Another key area associated with maximising the performance of the memory is the packaging. Nokia has adopted multi-chip module technology for the p-chip and the q-chip.

“We wanted to make sure we used a high-volume chip-packaging technology that was being driven by other industries and we found that in the gaming industry,” said Vogelsang, pointing out that the graphics processing unit (GPU) has similar requirements to those of a network processor. GPUs are highly memory intensive while manipulating bits on a screen is similar to manipulating headers and packets.

The resulting 2.5D packaged p-chip comprises the packet processor die and stacks of memory. Each memory stack comprises 5 memory die. All sit on an interposer substrate - itself a die that is used for dense interconnect of devices. The resulting FP4 p-chip is thus a 22-die multi-chip module.

“Our memory stacks are connected at the die edges and do not use through-silicon vias,” said Vogelsang. “Hence it is technically a 2.5D package [rather than 3D].”

The q-chip is also implemented as a multi-chip module containing RISC processors and buffering memory, whereas the router fabric t-chip and MAC e-chip are single-die ICs.

The FP4’s more advanced CMOS process also enables significantly faster interfaces. The FP4 uses PAM-4 modulation to implement 56Gbps interfaces. “You really need to run those bit rates much much higher to get the traffic into and out of the chip,” said Vogelsang.

Nokia says it is using embedded serialiser-deserialiser interface technology from Broadcom.

Next-gen routers

Nokia has also detailed the IP edge and core routers that will use the FP4 network processor.

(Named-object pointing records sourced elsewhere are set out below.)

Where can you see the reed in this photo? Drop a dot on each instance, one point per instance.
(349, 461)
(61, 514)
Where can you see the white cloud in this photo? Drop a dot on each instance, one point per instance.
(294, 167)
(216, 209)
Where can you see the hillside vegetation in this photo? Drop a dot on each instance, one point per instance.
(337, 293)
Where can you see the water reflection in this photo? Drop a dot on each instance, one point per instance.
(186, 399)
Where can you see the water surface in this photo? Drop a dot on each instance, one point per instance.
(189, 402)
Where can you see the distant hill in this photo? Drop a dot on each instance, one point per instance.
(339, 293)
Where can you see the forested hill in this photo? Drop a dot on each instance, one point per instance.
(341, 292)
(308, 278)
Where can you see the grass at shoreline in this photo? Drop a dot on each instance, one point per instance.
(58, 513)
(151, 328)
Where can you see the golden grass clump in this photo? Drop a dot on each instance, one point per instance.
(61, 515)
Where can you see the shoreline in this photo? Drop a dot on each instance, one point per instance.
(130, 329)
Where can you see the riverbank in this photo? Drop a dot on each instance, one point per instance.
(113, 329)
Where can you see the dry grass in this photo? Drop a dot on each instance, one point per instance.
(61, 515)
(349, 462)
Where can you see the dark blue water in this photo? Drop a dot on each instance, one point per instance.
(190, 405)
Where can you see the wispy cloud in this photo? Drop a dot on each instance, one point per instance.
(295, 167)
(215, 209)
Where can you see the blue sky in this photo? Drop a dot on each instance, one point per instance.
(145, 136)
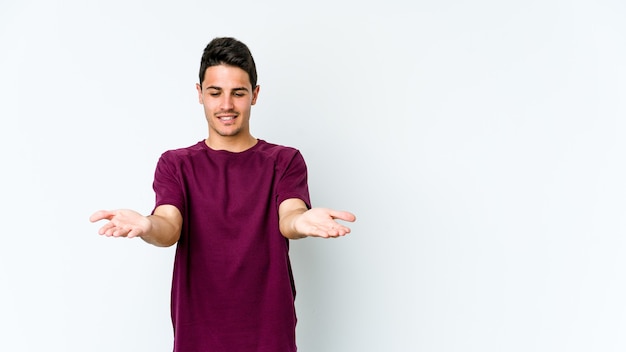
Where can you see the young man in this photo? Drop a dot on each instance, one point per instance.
(230, 203)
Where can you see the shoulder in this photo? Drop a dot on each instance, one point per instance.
(183, 153)
(276, 150)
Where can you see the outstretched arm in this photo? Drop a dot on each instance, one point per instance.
(162, 228)
(296, 221)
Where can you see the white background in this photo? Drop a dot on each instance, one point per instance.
(481, 145)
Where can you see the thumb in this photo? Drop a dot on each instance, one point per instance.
(343, 215)
(101, 215)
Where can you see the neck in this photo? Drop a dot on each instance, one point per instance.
(231, 144)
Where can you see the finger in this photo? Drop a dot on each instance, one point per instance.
(343, 215)
(106, 228)
(101, 215)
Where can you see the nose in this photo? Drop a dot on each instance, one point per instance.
(226, 103)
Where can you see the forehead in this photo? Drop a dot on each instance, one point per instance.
(225, 76)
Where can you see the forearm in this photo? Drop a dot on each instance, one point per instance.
(287, 224)
(162, 233)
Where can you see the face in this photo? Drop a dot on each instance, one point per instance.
(227, 97)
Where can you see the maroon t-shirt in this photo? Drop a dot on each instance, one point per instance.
(232, 287)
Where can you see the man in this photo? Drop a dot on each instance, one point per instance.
(230, 203)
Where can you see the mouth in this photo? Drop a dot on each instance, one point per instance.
(227, 117)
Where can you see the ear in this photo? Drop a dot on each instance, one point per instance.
(199, 89)
(255, 94)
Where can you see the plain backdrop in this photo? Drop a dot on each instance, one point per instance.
(480, 143)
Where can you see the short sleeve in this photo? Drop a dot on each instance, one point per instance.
(293, 181)
(167, 184)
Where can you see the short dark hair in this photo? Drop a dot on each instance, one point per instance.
(228, 51)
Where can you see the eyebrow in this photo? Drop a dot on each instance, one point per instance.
(234, 89)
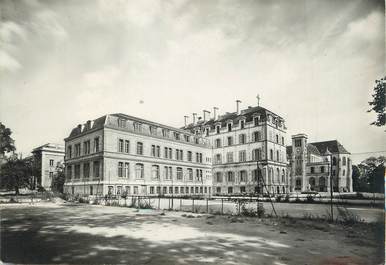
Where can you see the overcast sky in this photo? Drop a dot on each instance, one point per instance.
(312, 62)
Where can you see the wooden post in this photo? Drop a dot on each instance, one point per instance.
(192, 205)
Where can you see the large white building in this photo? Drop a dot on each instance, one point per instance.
(48, 159)
(118, 153)
(249, 152)
(313, 165)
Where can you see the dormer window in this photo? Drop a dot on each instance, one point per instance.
(121, 123)
(256, 120)
(153, 130)
(165, 132)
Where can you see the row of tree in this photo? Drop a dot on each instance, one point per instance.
(17, 173)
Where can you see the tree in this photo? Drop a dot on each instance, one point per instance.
(57, 183)
(6, 141)
(378, 103)
(15, 174)
(372, 172)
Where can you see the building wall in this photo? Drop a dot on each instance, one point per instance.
(115, 180)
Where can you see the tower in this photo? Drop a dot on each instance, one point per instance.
(299, 158)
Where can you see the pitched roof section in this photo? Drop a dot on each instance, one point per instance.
(333, 146)
(246, 114)
(312, 149)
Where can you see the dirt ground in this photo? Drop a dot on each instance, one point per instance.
(47, 233)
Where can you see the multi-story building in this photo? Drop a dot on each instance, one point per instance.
(117, 154)
(48, 159)
(249, 152)
(311, 165)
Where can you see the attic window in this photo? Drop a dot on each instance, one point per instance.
(121, 123)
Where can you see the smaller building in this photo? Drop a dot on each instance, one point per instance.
(313, 165)
(47, 159)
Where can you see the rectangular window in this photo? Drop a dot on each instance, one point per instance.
(120, 145)
(86, 147)
(139, 148)
(190, 174)
(96, 144)
(121, 123)
(77, 150)
(120, 169)
(69, 151)
(153, 150)
(127, 146)
(242, 123)
(242, 156)
(243, 176)
(86, 170)
(158, 154)
(179, 173)
(96, 169)
(127, 170)
(230, 157)
(77, 171)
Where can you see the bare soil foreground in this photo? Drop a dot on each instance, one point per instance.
(50, 233)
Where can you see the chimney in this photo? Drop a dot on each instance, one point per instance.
(204, 112)
(238, 107)
(194, 118)
(215, 113)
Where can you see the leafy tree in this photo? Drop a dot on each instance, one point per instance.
(57, 183)
(378, 103)
(6, 141)
(372, 172)
(16, 173)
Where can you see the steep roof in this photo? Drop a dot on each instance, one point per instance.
(312, 149)
(246, 114)
(333, 146)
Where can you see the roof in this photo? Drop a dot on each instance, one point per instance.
(312, 149)
(49, 146)
(333, 146)
(246, 114)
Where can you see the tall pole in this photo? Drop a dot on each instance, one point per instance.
(331, 190)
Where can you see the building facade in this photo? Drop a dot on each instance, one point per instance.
(249, 152)
(313, 165)
(118, 154)
(48, 159)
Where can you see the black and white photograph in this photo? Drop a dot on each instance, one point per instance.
(178, 132)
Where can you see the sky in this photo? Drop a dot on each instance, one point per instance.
(312, 62)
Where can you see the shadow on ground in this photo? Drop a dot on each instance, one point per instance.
(100, 235)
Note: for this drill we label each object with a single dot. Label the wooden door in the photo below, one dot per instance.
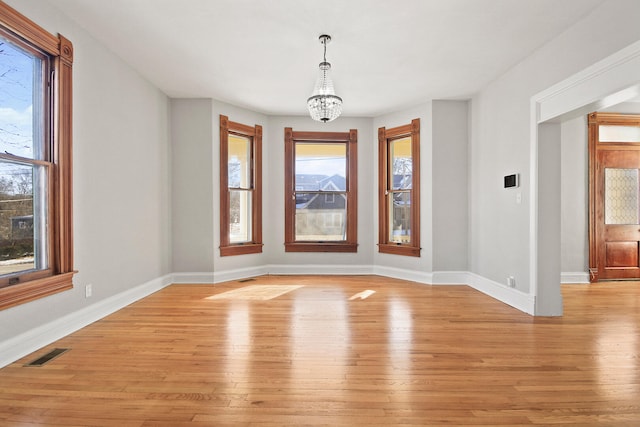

The 7750 Service Router (SR-s) edge router family will support up to 144 terabits in a single shelf. This highest capacity configuration is the 7750 SR-14. It is a 24-rack-unit-plus-the-power-supply high chassis and supports a dozen line cards, each 12Tbps when using 100-gigabit modules, or 24x400GbE when using QSFP-DD modules.

Another new platform is the huge 7950 Extensible Routing System (XRS-XC) IP core router which can be scaled to 576 terabits - over half a petabit - when used in a six-chassis configuration. Combining the six chassis does not make require the use of front-panel client-side interfaces. Instead, dedicated interfaces are used with active optical cables to interlink the chassis.

The first router products will be shipped to customers at the year end with general availability expected from the first quarter of 2018.